When the Moon was Ours(20)
Movement outside the glass made her turn her head.
The bright fall trees and the color of the stained glass blurred her view. But she thought she made out Ivy’s copper hair vanishing. Peyton and Lian stayed, the orange and auburn of their hair still. They left their pale arms loose by their sides, standing guard.
Miel tried to scream, but there was so little air in here that the heat and the walls stole the sound from her throat. She tried to grab on to something that would let her breathe. The smell of Sam’s skin and hair.
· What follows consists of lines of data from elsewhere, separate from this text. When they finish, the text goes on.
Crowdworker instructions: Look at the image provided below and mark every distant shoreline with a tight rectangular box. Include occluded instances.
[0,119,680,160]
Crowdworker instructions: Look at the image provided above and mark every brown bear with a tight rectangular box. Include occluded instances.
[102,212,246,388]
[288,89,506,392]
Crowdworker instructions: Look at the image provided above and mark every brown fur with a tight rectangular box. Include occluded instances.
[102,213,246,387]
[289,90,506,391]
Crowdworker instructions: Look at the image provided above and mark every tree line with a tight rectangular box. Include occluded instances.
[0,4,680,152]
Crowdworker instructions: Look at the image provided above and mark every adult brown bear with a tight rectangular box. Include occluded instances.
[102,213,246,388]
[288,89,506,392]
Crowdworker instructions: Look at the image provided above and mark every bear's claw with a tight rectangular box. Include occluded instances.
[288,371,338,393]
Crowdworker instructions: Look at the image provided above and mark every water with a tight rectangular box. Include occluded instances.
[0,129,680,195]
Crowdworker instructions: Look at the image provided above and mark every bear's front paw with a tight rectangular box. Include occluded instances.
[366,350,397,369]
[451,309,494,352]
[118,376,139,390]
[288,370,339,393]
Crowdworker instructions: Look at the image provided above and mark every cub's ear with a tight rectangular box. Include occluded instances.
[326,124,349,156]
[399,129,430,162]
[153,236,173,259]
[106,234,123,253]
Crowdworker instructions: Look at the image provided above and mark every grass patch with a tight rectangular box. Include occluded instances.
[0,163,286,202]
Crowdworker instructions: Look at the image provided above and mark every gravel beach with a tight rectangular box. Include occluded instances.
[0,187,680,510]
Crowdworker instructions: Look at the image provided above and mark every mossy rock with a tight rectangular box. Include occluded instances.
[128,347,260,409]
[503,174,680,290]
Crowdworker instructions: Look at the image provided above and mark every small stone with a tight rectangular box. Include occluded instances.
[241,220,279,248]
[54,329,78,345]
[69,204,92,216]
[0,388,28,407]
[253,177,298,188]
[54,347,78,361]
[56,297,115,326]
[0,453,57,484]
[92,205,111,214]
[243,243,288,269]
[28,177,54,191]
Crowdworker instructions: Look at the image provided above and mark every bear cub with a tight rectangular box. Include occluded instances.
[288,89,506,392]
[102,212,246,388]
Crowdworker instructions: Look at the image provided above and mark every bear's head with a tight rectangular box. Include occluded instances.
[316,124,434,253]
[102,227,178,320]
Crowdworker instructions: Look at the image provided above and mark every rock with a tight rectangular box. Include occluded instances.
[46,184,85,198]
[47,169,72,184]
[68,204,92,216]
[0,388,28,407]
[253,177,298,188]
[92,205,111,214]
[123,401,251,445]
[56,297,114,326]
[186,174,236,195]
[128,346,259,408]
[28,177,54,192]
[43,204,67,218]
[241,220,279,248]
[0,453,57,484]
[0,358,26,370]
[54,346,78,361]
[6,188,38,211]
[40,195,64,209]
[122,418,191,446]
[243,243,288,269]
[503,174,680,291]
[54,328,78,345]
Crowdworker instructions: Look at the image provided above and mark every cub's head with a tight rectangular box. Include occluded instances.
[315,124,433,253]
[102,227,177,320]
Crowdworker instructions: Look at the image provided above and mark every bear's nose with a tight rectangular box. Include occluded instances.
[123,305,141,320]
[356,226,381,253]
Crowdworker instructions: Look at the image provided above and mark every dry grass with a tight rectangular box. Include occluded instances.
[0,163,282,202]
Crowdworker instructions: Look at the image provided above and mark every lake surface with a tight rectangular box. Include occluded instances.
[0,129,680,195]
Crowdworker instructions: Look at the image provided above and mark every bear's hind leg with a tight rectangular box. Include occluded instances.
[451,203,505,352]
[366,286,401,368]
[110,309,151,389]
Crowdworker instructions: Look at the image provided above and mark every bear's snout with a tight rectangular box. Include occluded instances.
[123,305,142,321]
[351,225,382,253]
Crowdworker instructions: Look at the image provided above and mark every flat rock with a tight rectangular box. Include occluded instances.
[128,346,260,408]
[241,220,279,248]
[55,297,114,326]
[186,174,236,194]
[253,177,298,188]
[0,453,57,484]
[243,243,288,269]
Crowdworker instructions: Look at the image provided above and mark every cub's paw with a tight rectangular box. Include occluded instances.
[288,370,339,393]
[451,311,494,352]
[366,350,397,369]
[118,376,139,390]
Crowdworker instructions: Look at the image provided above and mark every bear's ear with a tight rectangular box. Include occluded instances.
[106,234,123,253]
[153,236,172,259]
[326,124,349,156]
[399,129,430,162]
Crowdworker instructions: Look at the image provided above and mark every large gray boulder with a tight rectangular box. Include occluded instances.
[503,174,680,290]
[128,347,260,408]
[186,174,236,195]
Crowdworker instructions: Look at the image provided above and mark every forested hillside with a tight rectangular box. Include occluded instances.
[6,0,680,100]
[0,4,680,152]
The way Aracely had just painted her nails with plum polish and tipped them in silver, or how she put on her alexandrite bracelet, sparkling like the soft purple of hydrangeas.
The roof tiles on Sam’s house, varied like kernels on an ear of glass-gem corn. Slate blue and deep yellow. Dull rose and dusk violet. She thought of the rows of flat stones, set in the grass, that led to the door of Sam’s house.
But she could only smell the salt on her own damp skin. Thinking of Aracely’s nails or those roof tiles made her think of the colors of all this stained glass. She was losing her breath to it. It was taking her under.
southern sea
That afternoon, Sam ran into Lian on the brick path that led to the Bonners’ door.
“So what do you think?” he asked.
“I think you should go f*ck yourself,” she said, and turned around fast enough that her hair fanned like a wing.
Go f*ck yourself. Sometimes varied as f*ck off. Always the same response, as classic and timeless as the moss-colored eye shadow the Bonner sisters all seemed to share.
He shrugged. “Just checking,” he said.
Sam had the distinction of being the only person in this town Lian Bonner was rude to. But he took it as a compliment, and every few months he offered.
When the Bonner sisters went to the same school as Sam and Miel, everyone thought Lian was as dull as the patina on her copper bracelets. They said she passed her classes only because her sisters did her homework, and she was so compliant and docile the school administrators couldn’t bring themselves to fail her. Teachers never called on her, or asked her to read out loud, or write on the board. Sometimes, if people at school were feeling brave and sure that none of the Bonner sisters could hear, they’d laugh and say that the reason Lian’s hair was the darkest red of the four of them was because every one of her sisters was so much brighter than she was.
But he knew better. Even with the jokes that the Bonner sisters were now homeschooled because the only teacher who’d pass Lian was her mother, Sam knew better.
He also knew better than to push it. So when Lian told him to f*ck off, he did.
That was the second Bonner sister he’d pissed off today. That had to be some kind of record. But the whole Bonner family was on edge, made nervous by the glass spreading through their fields, and the whispers about their brittle harvest. That afternoon, Mr. Bonner, a man as mild as the loaves of bread in plastic sleeves at the grocery store, had yelled at Sam for the first time since he’d started work at the farm. It had startled Sam, but he wrote it off as a result of how, each morning, the Bonners woke and found that more pumpkins had turned hard and shining, dew beading the glass.
Earlier, at school, he’d seen the Bonner sisters hanging around Ms. Owens’ desk, acting like they were still enrolled. Ms. Owens, the young and pretty but bony and very pale woman who ran the school administration office, had near-permanent mascara stains around her eyes. She always seemed to be crying into a frill-edged handkerchief, but he knew from experience that asking her what was wrong just earned him her sharp insistence that it was allergies, and he should mind his own business.
Today the Bonner sisters, all of them, even though Chloe had graduated and the rest were now homeschooled, had crushed around Ms. Owens’ desk. Not even in front of it, but behind it, with Ms. Owens, sharing empty desk chairs and whispering to her as she nodded. Her thin ponytail bobbed enough to reflect the fluorescent lights. What were they doing with that poor woman?
When the four of them left, Sam had caught Peyton in the hallway.
“Isn’t she a little old for you?” Sam asked.
For a second Peyton looked terrified, the way she always did at any mention of the fact that she liked girls and not boys. Her eyes spread so big he could see a thread of white around each iris.
But then she glared at him and caught up with her sisters.
Sam should’ve known better than to cross anyone he didn’t have to. In this town, he was too dark to blend in among the fair-haired boys crowding the classrooms.
A few of the blond ones, their skin so pink their necks looked red even in winter, told him to go back home, and it had taken him a week of first grade to realize they didn’t mean the bright-tiled house where he lived with his mother.
The sons of the farmworkers assumed he thought he was better than they were, and he didn’t know how to correct them without proving their point. Being friends with Miel didn’t change anything to them. Their blood traced them back to the same parts of the world, but their grandmothers had taught them to stay away from any girl whose body grew something more than hair and skin, unless she was a saint.
After his shift, Sam walked home, the air cooling down and the sky turning from the blue-gray of Jarrahdale pumpkins to a deep, clear blue that made the clouds look sponge-painted.
On the way to his house, he always passed Miel’s. That house had become almost as much of a home to him as his own.